David Stiff (born 8 February 1972) is an Australian former professional basketball player who played 15 seasons in the National Basketball League (NBL). He won six championships with three teams to sit equal first for most individual championships in league history.

== Career life ==
Stiff debuted in the NBL in 1992 with the Hobart Devils. He then had a three-year college basketball stint in the United States with the Boston Terriers. Upon returning to Australia, he re-joined the Devils and played a further two seasons. After playing for the North Melbourne Giants in 1997 and 1998, he joined the Adelaide 36ers for the 1998–99 season and won his first championship.

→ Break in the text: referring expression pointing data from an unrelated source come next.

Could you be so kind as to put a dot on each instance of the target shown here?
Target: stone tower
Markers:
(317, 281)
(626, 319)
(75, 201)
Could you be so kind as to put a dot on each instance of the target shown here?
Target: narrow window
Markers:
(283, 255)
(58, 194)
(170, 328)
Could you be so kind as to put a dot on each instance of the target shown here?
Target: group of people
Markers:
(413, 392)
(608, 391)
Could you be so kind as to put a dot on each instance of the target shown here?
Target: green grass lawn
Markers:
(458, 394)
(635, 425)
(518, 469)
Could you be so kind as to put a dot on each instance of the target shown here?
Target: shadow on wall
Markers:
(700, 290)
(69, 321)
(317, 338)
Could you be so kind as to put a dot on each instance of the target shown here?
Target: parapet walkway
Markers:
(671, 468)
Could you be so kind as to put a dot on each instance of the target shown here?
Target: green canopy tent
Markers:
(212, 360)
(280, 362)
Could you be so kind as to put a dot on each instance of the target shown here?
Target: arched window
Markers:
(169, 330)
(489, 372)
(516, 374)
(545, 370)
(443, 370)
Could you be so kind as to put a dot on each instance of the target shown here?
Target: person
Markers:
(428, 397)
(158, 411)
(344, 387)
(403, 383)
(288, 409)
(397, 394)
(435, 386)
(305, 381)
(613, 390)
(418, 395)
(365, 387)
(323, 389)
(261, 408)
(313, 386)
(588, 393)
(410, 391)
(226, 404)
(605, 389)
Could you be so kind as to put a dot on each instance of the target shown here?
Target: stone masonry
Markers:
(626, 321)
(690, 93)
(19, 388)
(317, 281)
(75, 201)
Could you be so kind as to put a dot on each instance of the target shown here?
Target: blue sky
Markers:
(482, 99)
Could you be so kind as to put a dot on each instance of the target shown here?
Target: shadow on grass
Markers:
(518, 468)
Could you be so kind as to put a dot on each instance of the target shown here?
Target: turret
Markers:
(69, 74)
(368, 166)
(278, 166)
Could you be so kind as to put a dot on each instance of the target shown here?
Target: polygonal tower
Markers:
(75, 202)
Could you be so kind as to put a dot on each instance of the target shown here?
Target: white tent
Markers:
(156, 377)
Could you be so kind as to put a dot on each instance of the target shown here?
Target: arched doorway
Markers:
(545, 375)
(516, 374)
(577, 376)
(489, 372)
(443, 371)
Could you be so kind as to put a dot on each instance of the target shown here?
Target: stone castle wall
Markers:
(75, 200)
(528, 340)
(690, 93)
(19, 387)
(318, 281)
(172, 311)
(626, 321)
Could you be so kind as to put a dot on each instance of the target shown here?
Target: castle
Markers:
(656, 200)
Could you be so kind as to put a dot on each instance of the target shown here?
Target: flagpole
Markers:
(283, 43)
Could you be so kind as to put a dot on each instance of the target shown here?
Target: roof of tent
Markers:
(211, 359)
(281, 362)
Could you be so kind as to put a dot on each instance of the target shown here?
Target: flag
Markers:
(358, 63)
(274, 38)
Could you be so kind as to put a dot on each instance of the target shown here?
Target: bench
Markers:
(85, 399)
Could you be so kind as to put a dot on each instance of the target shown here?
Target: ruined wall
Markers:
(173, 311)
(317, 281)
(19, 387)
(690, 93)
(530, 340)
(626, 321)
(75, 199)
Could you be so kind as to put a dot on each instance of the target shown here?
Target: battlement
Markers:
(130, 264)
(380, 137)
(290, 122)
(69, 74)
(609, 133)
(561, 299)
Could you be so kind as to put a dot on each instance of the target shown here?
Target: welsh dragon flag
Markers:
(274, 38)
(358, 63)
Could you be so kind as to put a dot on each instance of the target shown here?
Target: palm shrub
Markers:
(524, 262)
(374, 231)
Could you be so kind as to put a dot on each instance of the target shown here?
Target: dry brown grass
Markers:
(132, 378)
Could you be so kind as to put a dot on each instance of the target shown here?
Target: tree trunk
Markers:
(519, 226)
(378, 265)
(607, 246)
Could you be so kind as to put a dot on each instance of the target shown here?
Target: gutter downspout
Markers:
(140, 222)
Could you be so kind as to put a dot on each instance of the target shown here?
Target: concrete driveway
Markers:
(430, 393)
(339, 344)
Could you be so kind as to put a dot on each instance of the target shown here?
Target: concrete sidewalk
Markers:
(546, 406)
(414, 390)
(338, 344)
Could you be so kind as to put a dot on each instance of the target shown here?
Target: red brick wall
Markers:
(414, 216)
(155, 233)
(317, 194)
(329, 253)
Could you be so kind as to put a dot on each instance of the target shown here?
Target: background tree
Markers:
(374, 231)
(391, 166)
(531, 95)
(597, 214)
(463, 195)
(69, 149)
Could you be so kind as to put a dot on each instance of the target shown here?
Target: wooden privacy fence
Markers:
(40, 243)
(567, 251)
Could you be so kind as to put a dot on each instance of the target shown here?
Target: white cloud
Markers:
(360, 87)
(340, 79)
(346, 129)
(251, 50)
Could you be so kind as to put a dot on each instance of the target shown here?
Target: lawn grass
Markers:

He continued on with Adelaide for another three seasons, where in 2002 he won his second championship. Over the next two seasons, Stiff earned a personal three-peat as a member of the Sydney Kings' back-to-back championship teams. In 2004, he joined the Melbourne Tigers and won his fifth championship in his second season. In 2007–08, in what was his 15th and final season, Stiff won his sixth championship as a member of the Tigers. His six NBL championships are equal first for most individual championships in league history alongside C. J. Bruton, Damian Martin and Jesse Wagstaff. In 453 career games, he averaged 9.6 points and 6.1 rebounds per game.